為了保證姬扶搖的安全,夏神威把富商全安排成了粗手粗腳的軍漢。
這些人行事大大咧咧,說不定哪句話沒說對,就會觸怒陛下。
“沒什麽,隻是朕剛才想到一些糧商為富不仁的舉止,有些惱火而已。”
姬扶搖輕描淡寫地將話題結束,隨後看向鄭寶,
“之前夏將軍從鄭縣令那裏取了一方臥羊鎮紙,不知鄭愛卿可還有別的寶物?”
既然鄭寶不讓姬扶搖抄糧商的家,那她就隻能打身邊人的主意了。
夏神威一個軍漢,整天隻知道行軍打仗,自然攢不下什麽好東西。
綠玉王子遠都是下人,而且跟著姬扶搖一路奔波,也是一窮二白。
唯有鄭寶,他在雨北城做了好幾年縣令,必然有些家底。
為了拿到糧食,隻能暫時委屈鄭大人。
“回陛下,微臣向來為官清廉,而且不好享受,家中沒什麽寶物。”
鄭寶不知道為什麽,突然打了個激靈,小聲地對姬扶搖說。
“到底有沒有,那得親眼看看才行。”
姬扶搖笑著起身,帶著人來到了鄭寶的家裏。
鄭寶住在縣衙後麵的宅子,三進小院,雖然不大但也夠住。
“夫人,快帶兒子出來拜見貴人!”
回到家裏,鄭寶急急忙忙將自己的夫人和兒子都叫了出來,隻說姬扶搖是位公子,沒說她的真實身份。
夫人衝著姬扶搖行完禮,給眾人上了茶,便帶著兒子躲進了房間。
姬扶搖在正廳裏轉轉,果然如同鄭寶所言,家中的家具都是舊的,牆上也多是鄭寶買來裝點的字畫,品質非常一般。

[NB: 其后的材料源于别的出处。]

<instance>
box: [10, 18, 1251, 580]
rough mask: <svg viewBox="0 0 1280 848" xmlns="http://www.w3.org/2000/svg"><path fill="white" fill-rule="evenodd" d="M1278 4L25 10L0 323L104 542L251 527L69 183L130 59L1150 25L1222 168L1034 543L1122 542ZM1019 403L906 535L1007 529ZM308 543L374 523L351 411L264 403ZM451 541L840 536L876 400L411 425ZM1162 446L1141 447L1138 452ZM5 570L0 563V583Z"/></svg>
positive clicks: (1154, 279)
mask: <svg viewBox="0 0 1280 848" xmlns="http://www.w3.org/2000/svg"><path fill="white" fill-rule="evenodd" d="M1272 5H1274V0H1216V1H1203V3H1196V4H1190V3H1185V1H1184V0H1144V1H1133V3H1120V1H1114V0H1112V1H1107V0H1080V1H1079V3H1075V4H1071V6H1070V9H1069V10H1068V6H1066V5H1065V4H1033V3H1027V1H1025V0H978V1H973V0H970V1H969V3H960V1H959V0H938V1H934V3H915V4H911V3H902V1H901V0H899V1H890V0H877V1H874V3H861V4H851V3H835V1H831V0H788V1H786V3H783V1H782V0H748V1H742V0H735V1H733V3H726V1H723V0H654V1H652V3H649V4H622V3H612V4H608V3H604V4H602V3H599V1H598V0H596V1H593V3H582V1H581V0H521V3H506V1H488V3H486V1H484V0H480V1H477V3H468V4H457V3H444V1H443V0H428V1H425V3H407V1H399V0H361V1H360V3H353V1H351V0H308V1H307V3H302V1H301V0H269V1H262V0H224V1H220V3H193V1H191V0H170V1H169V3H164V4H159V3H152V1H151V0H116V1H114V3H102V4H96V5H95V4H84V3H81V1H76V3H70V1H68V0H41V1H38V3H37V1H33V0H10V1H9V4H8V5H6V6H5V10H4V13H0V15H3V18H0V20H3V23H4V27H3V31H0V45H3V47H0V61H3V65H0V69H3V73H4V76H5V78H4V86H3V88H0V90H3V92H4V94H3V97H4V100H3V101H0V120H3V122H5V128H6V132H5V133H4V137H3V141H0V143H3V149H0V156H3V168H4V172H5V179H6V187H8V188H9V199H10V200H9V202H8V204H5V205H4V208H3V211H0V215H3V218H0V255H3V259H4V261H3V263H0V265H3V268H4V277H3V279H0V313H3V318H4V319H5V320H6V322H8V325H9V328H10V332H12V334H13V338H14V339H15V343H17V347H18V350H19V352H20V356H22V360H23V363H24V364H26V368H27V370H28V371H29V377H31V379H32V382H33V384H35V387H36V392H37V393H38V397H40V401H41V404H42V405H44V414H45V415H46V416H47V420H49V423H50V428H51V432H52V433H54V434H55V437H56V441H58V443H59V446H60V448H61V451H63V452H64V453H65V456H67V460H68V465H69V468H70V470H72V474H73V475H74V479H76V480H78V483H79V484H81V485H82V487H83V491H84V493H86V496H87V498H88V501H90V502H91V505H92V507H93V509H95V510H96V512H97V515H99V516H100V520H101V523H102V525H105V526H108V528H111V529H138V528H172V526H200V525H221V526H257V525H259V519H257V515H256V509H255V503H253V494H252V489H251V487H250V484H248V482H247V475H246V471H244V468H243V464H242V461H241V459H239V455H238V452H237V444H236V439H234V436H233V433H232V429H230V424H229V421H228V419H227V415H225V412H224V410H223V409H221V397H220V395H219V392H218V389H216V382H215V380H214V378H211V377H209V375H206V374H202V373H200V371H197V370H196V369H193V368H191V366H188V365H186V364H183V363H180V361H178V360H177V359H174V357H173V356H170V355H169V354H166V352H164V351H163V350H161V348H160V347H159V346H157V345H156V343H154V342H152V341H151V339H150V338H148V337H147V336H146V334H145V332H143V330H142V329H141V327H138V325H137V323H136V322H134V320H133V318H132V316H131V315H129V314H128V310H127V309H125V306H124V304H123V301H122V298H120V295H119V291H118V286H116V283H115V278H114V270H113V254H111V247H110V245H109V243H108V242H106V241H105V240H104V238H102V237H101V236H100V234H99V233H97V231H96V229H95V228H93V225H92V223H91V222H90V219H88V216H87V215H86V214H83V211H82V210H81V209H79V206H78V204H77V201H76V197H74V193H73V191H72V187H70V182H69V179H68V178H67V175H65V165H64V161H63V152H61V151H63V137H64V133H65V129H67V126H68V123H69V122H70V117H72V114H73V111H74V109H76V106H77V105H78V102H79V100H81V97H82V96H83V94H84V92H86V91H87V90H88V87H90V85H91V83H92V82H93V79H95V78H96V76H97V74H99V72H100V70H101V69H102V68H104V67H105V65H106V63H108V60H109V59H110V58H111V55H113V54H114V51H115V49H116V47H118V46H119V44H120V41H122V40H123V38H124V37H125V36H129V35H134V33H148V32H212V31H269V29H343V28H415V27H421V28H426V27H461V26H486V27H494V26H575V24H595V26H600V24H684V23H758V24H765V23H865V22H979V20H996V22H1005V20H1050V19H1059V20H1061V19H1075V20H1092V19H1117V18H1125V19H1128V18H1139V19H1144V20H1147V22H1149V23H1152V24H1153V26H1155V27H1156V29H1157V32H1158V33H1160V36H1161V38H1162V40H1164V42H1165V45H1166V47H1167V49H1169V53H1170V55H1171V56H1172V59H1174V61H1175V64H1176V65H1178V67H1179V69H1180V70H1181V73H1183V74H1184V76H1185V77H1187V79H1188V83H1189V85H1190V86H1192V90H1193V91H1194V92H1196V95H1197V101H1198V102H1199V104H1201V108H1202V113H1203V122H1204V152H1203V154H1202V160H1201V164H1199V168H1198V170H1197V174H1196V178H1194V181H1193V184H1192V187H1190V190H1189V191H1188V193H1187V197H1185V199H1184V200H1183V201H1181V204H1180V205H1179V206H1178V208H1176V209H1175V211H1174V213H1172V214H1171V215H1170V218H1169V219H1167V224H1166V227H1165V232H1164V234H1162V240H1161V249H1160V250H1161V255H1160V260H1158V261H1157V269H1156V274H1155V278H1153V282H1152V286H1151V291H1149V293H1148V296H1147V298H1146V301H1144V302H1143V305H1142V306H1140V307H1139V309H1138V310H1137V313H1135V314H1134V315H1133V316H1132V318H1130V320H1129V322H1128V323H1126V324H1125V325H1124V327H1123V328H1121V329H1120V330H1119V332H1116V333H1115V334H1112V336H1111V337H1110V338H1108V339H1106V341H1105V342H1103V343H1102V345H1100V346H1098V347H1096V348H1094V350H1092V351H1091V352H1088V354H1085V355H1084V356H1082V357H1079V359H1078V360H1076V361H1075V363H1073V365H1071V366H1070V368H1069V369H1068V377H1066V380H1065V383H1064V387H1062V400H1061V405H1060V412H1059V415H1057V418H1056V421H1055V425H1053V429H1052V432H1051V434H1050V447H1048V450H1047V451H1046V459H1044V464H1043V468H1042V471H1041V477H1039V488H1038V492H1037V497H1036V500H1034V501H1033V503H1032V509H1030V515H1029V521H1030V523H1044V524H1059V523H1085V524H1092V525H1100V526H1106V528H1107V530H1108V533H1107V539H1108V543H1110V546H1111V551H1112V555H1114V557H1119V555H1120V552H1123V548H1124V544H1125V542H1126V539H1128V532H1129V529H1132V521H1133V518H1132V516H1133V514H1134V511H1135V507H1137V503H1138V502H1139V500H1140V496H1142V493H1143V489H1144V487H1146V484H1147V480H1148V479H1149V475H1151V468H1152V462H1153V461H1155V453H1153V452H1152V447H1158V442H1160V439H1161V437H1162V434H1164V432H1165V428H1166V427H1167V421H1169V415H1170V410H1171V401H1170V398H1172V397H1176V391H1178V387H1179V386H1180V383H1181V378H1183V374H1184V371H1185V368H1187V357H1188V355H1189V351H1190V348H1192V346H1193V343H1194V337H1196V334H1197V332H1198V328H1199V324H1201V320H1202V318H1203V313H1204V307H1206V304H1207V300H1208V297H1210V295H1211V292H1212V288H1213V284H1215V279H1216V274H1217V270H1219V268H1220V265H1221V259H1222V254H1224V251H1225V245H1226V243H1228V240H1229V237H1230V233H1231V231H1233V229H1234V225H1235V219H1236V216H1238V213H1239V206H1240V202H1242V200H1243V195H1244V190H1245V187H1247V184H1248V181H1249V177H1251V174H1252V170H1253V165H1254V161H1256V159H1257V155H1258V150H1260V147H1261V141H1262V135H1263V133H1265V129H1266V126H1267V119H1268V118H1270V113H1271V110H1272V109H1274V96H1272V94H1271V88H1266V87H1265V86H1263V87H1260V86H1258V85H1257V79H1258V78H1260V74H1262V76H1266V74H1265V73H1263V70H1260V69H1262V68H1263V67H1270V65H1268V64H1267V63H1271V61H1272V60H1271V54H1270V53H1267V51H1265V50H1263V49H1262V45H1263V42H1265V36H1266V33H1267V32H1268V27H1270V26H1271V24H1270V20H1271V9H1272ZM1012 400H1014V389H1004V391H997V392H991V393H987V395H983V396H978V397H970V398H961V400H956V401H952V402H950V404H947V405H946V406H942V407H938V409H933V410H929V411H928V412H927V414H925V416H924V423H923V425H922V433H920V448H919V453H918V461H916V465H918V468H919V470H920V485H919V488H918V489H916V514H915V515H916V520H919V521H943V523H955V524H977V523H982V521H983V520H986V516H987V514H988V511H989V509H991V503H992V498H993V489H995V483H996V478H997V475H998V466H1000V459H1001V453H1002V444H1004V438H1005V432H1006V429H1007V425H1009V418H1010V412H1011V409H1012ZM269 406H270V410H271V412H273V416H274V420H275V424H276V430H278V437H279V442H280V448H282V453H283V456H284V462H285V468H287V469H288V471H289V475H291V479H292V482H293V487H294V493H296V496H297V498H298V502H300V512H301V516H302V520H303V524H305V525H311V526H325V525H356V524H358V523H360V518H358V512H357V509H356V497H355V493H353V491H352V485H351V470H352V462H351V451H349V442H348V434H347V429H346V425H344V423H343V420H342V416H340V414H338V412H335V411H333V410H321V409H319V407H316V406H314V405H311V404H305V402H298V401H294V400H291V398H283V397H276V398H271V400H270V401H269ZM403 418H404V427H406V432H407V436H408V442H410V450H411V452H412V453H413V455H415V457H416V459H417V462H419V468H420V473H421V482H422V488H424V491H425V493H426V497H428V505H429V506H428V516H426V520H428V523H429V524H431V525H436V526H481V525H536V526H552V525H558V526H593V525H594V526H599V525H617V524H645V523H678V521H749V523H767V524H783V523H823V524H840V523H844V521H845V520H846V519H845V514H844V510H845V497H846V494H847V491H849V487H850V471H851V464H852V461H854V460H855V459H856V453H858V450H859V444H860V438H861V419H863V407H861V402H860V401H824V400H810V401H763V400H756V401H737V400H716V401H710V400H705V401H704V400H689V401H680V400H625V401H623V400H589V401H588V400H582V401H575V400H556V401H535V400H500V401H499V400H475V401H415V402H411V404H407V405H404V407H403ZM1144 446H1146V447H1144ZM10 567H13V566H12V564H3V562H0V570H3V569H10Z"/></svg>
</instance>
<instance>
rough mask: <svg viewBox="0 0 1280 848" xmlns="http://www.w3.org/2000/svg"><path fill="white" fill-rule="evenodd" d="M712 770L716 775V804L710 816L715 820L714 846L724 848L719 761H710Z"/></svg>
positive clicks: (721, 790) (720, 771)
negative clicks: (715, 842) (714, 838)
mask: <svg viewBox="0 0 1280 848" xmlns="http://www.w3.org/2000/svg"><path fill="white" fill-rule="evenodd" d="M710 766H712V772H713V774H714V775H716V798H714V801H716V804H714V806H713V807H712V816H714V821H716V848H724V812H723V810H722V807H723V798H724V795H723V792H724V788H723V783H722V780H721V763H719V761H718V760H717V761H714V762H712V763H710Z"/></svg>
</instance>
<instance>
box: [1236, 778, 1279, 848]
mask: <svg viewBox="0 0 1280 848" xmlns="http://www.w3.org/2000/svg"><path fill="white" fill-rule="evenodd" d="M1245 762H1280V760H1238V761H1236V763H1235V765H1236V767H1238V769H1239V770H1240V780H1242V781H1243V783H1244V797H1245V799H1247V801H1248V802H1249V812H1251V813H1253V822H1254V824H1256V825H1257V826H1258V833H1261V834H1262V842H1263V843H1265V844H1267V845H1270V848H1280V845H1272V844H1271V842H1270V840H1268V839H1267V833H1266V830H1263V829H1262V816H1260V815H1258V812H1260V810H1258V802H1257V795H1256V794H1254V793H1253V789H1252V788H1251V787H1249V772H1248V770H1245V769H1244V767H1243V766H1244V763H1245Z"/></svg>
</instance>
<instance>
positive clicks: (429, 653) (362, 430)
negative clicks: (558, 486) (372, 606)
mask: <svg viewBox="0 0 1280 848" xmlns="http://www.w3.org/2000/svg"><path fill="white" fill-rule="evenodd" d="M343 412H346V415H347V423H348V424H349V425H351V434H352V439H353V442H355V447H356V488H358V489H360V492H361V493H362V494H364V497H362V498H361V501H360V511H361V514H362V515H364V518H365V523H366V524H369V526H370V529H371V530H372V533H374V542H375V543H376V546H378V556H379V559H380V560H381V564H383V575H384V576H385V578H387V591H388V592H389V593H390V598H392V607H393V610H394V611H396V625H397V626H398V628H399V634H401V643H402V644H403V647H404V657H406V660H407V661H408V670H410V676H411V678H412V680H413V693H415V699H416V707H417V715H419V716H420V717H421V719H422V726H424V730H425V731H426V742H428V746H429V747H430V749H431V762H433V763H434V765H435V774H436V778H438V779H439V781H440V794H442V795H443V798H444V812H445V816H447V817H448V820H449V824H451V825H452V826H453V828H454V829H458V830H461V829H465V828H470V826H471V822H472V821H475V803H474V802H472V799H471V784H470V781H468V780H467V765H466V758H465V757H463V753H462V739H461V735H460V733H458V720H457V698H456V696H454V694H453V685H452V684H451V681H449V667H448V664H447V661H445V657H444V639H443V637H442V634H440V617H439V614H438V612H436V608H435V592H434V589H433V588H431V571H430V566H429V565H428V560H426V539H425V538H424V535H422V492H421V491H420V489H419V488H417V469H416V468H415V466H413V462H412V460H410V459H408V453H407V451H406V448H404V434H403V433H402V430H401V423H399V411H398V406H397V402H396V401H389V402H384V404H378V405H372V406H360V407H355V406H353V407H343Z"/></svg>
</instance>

轉了兩圈,姬扶搖忽然看到櫃頂放著一個小小的方形盒子,笑著對鄭寶說:
“沒想到鄭愛卿已經是一縣之尊,竟還喜歡遊戲。”
鄭寶踩著凳子將那個方形盒子拿了下來,小心地擦幹淨上麵的灰塵,盒子上的朱漆雲紋露出來,看起來十分漂亮。